Legal aid is generally not available for decisions involving child arrangements, which leads to parents representing themselves in court. Ligitants representing themselves cause delays in cases when compared to those who are represented by a lawyer. There are examples of the judiciary having to research law itself because the litigant does not present complex legal arguments well. There are cases where the behaviour of a litigator representing themselves in an emotionally charged setting have led judges to make negative conclusions about that litigator relevant to the case.

Legal aid is available for those who make accusations of domestic abuse or child abuse but not for those accused. Parents for whom there is no evidence of abuse can apply to the court for a non-molestation order and use this as evidence for obtaining legal aid and can apply for means-tested legal aid to apply for this non-molestation order. Protective injunctions such as a non-molestation are the most common evidence given for domestic abuse. People can apply for non-molestation orders without informing the party to whom the order applies and those responding to the order do not have access to legal aid.

== Use of expert witnesses and research ==

In research internationally, scholars express fear about the misuse of social science literature as evidence in trials. Scholars argue that research may be used selectively to support arguments specific to a case and lawyers may lack the knowledge to cross-examine researchers. Some Judges were found to distrust evidence given working for local authorities and there were concerns about the lack of expertise.

A scoping review in 2016 looked at attitudes to research in courts. Judges would try to keep up with social science research in general terms but would not introduce such evidence themselves to court relying on the advocates in the case to do so. Judges and lawyers are concerned about how authoritative research is and whether it includes a consideration of contradictory research. There is concern that research commissioned by Government Departments may be biased.

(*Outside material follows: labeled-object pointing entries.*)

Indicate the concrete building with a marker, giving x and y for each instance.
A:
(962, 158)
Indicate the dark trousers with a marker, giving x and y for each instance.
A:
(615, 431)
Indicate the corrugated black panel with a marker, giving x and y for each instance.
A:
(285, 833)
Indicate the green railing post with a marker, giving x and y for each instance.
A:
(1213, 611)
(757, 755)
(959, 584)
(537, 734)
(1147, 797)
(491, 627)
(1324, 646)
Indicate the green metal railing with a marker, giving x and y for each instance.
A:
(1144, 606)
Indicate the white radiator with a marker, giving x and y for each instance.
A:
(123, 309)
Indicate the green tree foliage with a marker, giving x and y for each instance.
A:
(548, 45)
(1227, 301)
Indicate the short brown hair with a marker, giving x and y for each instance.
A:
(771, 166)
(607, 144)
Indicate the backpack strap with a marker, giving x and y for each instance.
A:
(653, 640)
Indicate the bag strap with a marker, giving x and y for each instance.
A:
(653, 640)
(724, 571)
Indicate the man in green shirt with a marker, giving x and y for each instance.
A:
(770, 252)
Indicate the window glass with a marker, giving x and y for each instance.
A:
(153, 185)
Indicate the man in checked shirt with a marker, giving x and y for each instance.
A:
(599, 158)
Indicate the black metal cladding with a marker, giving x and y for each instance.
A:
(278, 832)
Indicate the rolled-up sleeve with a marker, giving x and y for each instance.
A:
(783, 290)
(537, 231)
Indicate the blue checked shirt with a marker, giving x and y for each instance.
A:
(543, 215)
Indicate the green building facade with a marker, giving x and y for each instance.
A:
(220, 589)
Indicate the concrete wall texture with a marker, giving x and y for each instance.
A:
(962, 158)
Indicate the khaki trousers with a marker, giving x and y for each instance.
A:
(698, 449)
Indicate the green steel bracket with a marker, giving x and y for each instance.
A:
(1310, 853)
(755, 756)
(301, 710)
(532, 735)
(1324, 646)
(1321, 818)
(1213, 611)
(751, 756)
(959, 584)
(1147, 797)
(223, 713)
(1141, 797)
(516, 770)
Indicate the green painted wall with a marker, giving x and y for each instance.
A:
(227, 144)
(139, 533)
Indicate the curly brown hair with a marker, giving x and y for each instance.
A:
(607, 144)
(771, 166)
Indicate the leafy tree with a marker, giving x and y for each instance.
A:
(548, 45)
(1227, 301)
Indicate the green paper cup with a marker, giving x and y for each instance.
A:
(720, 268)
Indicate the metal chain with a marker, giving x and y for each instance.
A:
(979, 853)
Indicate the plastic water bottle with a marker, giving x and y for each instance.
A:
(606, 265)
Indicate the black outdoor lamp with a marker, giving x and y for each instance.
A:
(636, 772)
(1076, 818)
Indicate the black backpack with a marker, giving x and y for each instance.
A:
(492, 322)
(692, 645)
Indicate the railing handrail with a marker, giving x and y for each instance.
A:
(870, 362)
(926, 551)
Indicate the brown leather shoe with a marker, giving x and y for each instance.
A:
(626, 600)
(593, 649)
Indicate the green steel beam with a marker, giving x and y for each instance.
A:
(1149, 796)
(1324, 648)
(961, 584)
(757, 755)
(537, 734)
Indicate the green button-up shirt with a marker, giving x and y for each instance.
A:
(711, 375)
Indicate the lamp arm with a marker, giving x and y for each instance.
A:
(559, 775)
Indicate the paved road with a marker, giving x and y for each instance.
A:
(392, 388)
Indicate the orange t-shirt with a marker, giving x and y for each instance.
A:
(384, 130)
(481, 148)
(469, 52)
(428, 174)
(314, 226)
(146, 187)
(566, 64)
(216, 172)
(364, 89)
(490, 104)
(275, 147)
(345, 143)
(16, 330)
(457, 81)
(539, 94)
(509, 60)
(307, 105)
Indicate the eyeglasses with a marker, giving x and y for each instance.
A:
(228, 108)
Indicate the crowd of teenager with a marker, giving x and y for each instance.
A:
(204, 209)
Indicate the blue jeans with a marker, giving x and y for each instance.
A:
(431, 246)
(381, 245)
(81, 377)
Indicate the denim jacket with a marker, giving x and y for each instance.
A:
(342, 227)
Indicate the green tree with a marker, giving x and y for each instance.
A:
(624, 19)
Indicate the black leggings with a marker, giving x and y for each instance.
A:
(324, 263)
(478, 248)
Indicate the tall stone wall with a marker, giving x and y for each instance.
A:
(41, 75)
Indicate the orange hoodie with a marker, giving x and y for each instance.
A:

In 2021, the President of the Family Division issued a memorandum regarding the criteria for use of expert witnesses citing Kennedy v Cordia (Services) LLP (Scotland). The criteria included expertise that will assist the court, impartiality, that the expert be necessary for the proceedings, and certain criteria surrounding bodies of knowledge. The memorandum states that the court will refuse to accept evidence where the methodology is not based on established body of knowledge.

== Parental alienation ==

In 2017 and 2018 petitions were arranged by pressure groups calling for the legislatures of England and Wales to recognise parental alienation, where one parent attempts to cause a child to have negative feelings towards their other parent. The Welsh branch of CAFCASS commissioned an independent literature review. While parental alienation is distinguished from cases where a parent's own action causes a child to dislike them such as poor parenting or domestic abuse, researchers have found that claims of parental alienation and domestic abuse can occur at the same time. The research on parental alienation was found to often use self-report and retrospective reviews making identifying causality difficult and while there are various measures for parental alienation none were considered reliable by the review. Some barristers have claimed that parental alienation is used as a counter-allegation in response to claims of domestic abuse.

In October 2022, an appeal to be heard by Andrew McFarlane was brought about the necessary credentials of expert witness giving evidence on parental alienation following an expert witness who had no psychological qualifications giving evidence. This witness had been accepted by both parties in the case.